Search code examples
rplotggplot2ggvis

ggvis: Combine multiple datasets in single plot


I have read a similar post on SO, but was not able to adapt the answer to my specific case. I am working with time series data and would like to combine two different data sets into the same plot. Although I could combine the data into one dataframe, I am really interested in understanding how to reference multiple datasets.

Mock Data:

require(ggvis)

dfa <- data.frame(
date_a = seq(from= as.Date("2015-06-10"), 
        to= as.Date("2015-07-01"), by= 1),
val_a = c(2585.150, 2482.200, 3780.186, 3619.601, 
        0.000, 0.000, 3509.734, 3020.405, 
        3271.897, 3019.003, 3172.084, 0.000, 
        0.000, 3319.927, 2673.428, 3331.382, 
        3886.957, 2859.887, 0.000, 0.000, 
        2781.443, 2847.377) )

dfb <- data.frame(
date_b = seq(from= as.Date("2015-07-02"), 
        to= as.Date("2015-07-15"), by= 1),
val_b = c(3250.75429, 3505.43477, 3208.69141,
        -2.08175, -27.30244, 3324.62348, 
        2820.91075, 3250.75429, 3505.43477,
        3208.69141, -2.08175, -27.30244,
        3324.62348, 2820.91075) )

Using the data provided above, I am able to create separate plots with the code below:

Separate Plots: (Works)

dfa %>%
ggvis( x= ~date_a , y= ~val_a, stroke := "black", opacity := 0.5 ) %>% 
    scale_datetime("x", nice = "month", domain = c(as.Date("2015-06-10"),
    as.Date("2015-07-15") )) %>%
    layer_lines() %>% layer_points( fill := "black" )

dfb %>%
ggvis( x= ~date_b , y= ~val_b, stroke := "red", opacity := 0.5 ) %>% 
    scale_datetime("x", nice = "month", domain = c(as.Date("2015-06-10"),
    as.Date("2015-07-15") )) %>%
    layer_lines() %>% layer_points( fill := "red" )
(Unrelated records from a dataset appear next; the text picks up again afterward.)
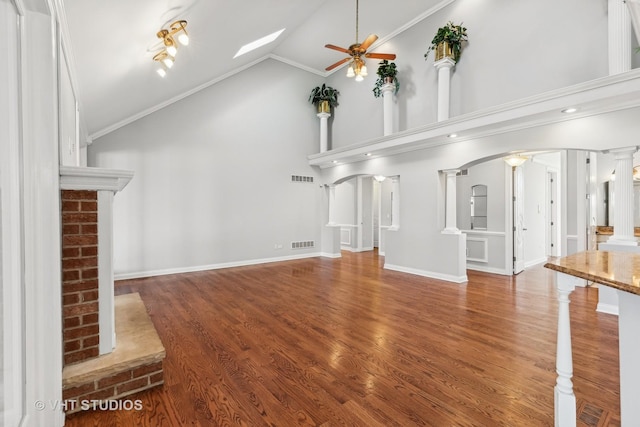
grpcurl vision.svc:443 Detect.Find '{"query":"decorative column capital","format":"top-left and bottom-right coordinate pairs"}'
top-left (380, 83), bottom-right (396, 96)
top-left (433, 56), bottom-right (456, 70)
top-left (442, 169), bottom-right (460, 176)
top-left (607, 145), bottom-right (638, 160)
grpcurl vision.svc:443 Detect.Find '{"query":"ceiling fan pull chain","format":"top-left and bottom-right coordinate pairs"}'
top-left (356, 0), bottom-right (360, 43)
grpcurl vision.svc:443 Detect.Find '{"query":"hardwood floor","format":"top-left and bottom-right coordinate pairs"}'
top-left (66, 252), bottom-right (620, 427)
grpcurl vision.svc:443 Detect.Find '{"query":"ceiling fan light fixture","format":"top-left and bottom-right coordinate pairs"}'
top-left (347, 65), bottom-right (356, 77)
top-left (153, 21), bottom-right (189, 77)
top-left (324, 0), bottom-right (396, 82)
top-left (162, 54), bottom-right (175, 68)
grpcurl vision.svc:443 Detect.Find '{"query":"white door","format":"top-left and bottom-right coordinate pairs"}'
top-left (512, 166), bottom-right (526, 274)
top-left (547, 172), bottom-right (558, 256)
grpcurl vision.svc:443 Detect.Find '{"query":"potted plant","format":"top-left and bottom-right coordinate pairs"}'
top-left (373, 59), bottom-right (400, 98)
top-left (424, 21), bottom-right (467, 62)
top-left (309, 83), bottom-right (340, 113)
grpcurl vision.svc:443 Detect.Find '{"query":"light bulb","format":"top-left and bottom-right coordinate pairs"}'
top-left (347, 65), bottom-right (356, 77)
top-left (162, 56), bottom-right (173, 68)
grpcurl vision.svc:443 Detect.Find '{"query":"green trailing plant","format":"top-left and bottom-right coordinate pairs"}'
top-left (309, 83), bottom-right (340, 107)
top-left (424, 21), bottom-right (468, 62)
top-left (373, 59), bottom-right (400, 98)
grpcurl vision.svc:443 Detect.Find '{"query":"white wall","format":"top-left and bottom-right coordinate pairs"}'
top-left (0, 0), bottom-right (64, 427)
top-left (89, 60), bottom-right (324, 277)
top-left (327, 0), bottom-right (608, 148)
The desired output is these two lines (black and red) to be on the same plot. Here are a couple of unsuccessful attempts:

Attempt #1 adapted from SO post:

ggvis( data = dfa, x = ~date_a, y = ~val_a) %>% layer_lines(stroke := "black",  opacity := 0.5 ) %>%
    layer_lines( data = dfb, x= ~date_b , y= ~val_b, stroke := "red", 
    opacity := 0.5 ) %>% 
    scale_datetime("x", nice = "month", domain = c(as.Date("2015-06-10"), 
    as.Date("2015-07-15") )) 

## Error in new_prop.default(x, property, scale, offset, mult, env, event,  : 
##  Unknown input to prop: c(16618, 16619, 16620, 16621, 16622, 16623, 16624, ...
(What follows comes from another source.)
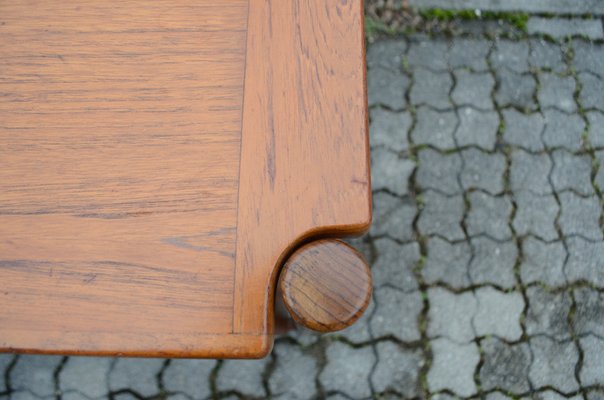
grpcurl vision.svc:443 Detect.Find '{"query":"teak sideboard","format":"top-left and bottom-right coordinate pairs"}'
top-left (0, 0), bottom-right (371, 358)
Attempt #2 based on RStudio documentation:

ggvis( data = NULL, x = ~date_a, y = ~val_a) %>%
    layer_lines(stroke := "black",  opacity := 0.5, data = dfa ) %>%
    layer_lines( x= ~date_b , y= ~val_b, stroke := "red", 
    opacity := 0.5, data = dfb ) %>% 
    scale_datetime("x", nice = "month", domain = c(as.Date("2015-06-10"), 
    as.Date("2015-07-15") )) 

## Error in func() : attempt to apply non-function

Here is a minimalistic implementation in ggplot2:

require(ggplot2)

ggplot() + 
  geom_line(data = dfa, aes(x = date_a, y = val_a ), colour = "black") +     
  geom_line(data = dfb, aes(x = date_b, y = val_b ), colour = "red") 

ggplot example

Again, a working solution and brief explanation would be greatly appreciated. Thank you in advance for the help.


Solution

  • Well, it looks like layer_lines may not properly by taking the data argument. I think you can successfully use layer_paths here. They work similarly, but layer_paths works in the order of the data so you'd need to make sure your time series are arranged correctly before plotting.
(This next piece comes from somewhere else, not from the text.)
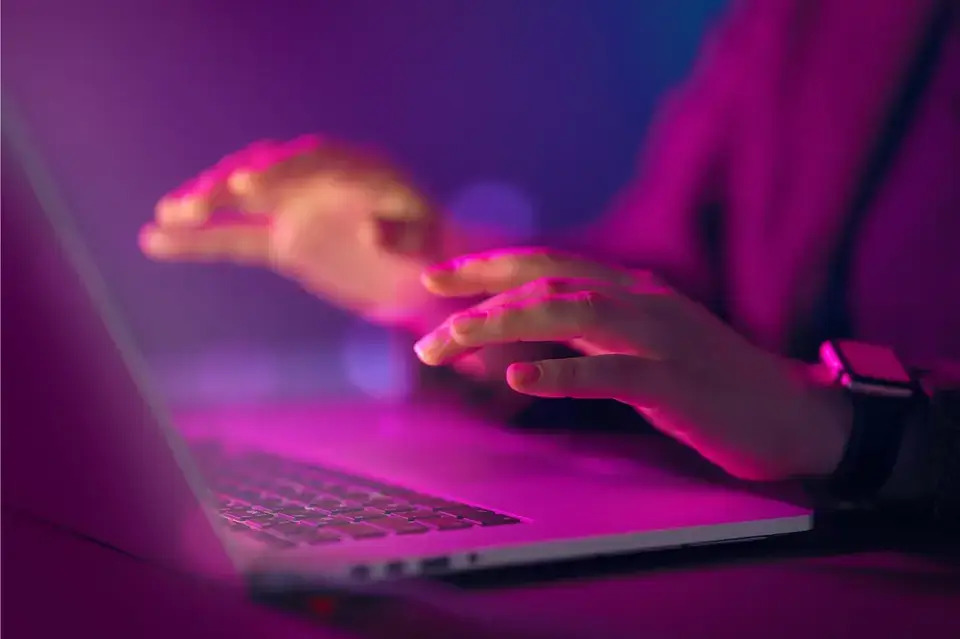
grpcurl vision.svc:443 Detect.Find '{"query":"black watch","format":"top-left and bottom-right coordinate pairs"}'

    First, when I look at the layer_paths basic function it, like many other layer functions, has a specific data argument.

    layer_paths
    function (vis, ..., data = NULL) 
    {
        add_mark(vis, "line", props(..., env = parent.frame()), data, 
            deparse2(substitute(data)))
    }
    <environment: namespace:ggvis>
    

    While layer_lines has the ... for more arguments, it doesn't have a data argument and it doesn't seem like things work with it.

    layer_lines
    function (vis, ...) 
    {
        x_var <- vis$cur_props$x$value
        layer_f(vis, function(x) {
            x <- auto_group(x, exclude = c("x", "y"))
            x <- dplyr::arrange_(x, x_var)
            emit_paths(x, props(...))
        })
    }
    <environment: namespace:ggvis>
    

    To test, I made a really basic graph, trying to use the data argument in layer_lines.

    ggvis() %>%
        layer_lines(data = dfb, x= ~date_b , y= ~val_b, stroke := "red") 
    

    This fails with an error.

    Error in func() : attempt to apply non-function

    Here's the same code using layer_paths instead:

    ggvis() %>%
        layer_paths(data = dfb, x= ~date_b , y= ~val_b, stroke := "red") 
    

    enter image description here

    So, that works, which means as long as you order your dataset by your dates your graphic should work fine by just replacing layer_lines with layer_paths.

    ggvis(data = dfa, x = ~date_a, y = ~val_a) %>% 
        layer_paths(stroke := "black",  opacity := 0.5 ) %>%
        layer_paths(data = dfb, x = ~date_b , y= ~val_b, stroke := "red", 
                    opacity := 0.5 ) %>% 
        scale_datetime("x", nice = "month", domain = c(as.Date("2015-06-10"), as.Date("2015-07-15") )) 
    

    enter image description here

    This seemed odd to me, and I have missed something. I didn't see anything in the open or closed issues on the ggvis github page and you might consider filing one.